Documentation from h2o ai can be found at: https://docs.h2o.ai/h2o/latest-stable/h2o-docs/automl.html
See https://hackmd.io/@dlholf/manuscript#About-the-dataset for explanation about the dataset.
Data is contained in the folder 'data'.
There are 5 script files in the folder 'scripts'.
- data_clean.R cleans and combines the raw data file into a form ready for analysis.
- add_strategies.R codes participants' choices according to whether it is:
- The best equally-weight average by %RI
- The best traffic light bands (on average)
- Minimising one of the following nutrients' %RI: sugar, salt, energy, fat
- Minimising one of the following nutrients' TFL band: sugar, salt, fat
-
run_models.R runs the h2o.automl models for 9 different criteria (5 based on %RI, 4 based on TFL bands) and extracts metrics (SHAP values etc.) from each model.

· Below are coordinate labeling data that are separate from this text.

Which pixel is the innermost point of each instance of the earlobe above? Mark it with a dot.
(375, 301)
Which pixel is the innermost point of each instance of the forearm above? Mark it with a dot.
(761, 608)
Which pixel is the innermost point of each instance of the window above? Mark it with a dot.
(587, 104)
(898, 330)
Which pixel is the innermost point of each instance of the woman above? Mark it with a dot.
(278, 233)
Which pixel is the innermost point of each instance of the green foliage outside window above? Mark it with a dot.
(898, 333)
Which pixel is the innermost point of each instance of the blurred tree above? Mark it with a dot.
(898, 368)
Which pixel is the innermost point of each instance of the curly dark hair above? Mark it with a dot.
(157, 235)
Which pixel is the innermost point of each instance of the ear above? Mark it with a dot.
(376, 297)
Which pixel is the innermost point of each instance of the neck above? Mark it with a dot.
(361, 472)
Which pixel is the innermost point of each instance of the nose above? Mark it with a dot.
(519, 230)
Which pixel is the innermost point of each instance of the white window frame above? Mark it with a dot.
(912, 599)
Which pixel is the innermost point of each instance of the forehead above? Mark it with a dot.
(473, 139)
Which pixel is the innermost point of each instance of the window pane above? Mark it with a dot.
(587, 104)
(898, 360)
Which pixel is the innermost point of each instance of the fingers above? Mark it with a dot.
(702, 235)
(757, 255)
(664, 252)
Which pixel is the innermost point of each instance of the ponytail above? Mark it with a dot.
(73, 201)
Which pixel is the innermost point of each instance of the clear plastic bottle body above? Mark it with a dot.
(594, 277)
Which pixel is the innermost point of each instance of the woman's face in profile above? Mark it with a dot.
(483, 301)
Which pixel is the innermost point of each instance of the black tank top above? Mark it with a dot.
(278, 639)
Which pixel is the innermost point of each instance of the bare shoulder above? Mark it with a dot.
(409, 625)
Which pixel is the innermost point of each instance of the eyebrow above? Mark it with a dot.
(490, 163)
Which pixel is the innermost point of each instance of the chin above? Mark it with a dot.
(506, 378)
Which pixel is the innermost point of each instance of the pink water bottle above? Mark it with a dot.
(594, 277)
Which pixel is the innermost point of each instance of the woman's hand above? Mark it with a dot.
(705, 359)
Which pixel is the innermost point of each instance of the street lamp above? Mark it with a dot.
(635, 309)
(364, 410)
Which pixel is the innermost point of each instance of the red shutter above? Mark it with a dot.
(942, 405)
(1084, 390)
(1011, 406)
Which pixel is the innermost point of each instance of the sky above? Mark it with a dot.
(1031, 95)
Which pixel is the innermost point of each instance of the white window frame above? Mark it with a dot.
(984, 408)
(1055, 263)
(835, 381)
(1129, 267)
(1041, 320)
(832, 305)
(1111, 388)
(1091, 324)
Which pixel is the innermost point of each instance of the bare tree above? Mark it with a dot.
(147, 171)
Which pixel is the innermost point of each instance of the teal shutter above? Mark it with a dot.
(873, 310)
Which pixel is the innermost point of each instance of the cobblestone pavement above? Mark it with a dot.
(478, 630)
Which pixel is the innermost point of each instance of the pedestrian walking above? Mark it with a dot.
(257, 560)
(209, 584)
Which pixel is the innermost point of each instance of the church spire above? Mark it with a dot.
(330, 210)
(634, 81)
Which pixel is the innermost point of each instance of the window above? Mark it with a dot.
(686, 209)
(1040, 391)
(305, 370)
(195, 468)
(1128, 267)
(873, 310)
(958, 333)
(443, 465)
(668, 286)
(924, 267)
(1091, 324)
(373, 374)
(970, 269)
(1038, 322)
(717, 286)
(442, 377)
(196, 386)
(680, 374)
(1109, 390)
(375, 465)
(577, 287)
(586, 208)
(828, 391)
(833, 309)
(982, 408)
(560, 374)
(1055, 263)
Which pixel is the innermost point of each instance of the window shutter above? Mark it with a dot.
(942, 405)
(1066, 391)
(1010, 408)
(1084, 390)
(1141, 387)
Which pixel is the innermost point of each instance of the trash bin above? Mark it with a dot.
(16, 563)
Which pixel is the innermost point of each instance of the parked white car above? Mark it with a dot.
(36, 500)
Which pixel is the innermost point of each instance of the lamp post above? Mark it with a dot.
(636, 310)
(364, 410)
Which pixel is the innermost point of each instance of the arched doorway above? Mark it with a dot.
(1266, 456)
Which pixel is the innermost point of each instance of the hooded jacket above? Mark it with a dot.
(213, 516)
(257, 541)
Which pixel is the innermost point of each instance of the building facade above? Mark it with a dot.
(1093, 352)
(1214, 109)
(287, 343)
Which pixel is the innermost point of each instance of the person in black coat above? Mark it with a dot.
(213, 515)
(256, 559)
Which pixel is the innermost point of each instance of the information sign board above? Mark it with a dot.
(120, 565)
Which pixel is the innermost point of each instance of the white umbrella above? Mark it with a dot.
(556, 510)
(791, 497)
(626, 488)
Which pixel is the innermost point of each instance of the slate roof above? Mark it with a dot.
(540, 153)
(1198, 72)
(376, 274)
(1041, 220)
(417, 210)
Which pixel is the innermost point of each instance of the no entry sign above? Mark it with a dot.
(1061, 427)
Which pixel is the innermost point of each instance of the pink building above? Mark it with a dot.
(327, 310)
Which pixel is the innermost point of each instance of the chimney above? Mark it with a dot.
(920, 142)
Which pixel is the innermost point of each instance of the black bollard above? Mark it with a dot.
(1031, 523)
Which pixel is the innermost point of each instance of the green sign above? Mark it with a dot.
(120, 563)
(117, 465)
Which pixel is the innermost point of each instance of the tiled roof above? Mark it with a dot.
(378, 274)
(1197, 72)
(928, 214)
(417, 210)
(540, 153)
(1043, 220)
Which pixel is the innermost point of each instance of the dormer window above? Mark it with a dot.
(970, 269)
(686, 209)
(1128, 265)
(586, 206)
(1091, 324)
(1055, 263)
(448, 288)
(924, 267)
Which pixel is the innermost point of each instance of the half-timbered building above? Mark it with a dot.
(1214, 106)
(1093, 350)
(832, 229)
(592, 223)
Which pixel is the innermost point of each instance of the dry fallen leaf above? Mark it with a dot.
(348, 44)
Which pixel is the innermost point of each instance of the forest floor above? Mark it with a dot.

It also plots and saves SHAP and PD plots.
-
surrogate_plots.R does the same as 3, but with 'Yes'/'No' coding of the binary choices, such that we can plot surrogate trees using these responses instead.
-
metrics.R analyses the extracted metrics from 3.
The folder 'plots' contain the SHAP and partial dependency plots produced in the scripts.
The folder 'metrics' contain the extracted model fit metrics and SHAP values produced in the run_models.R script.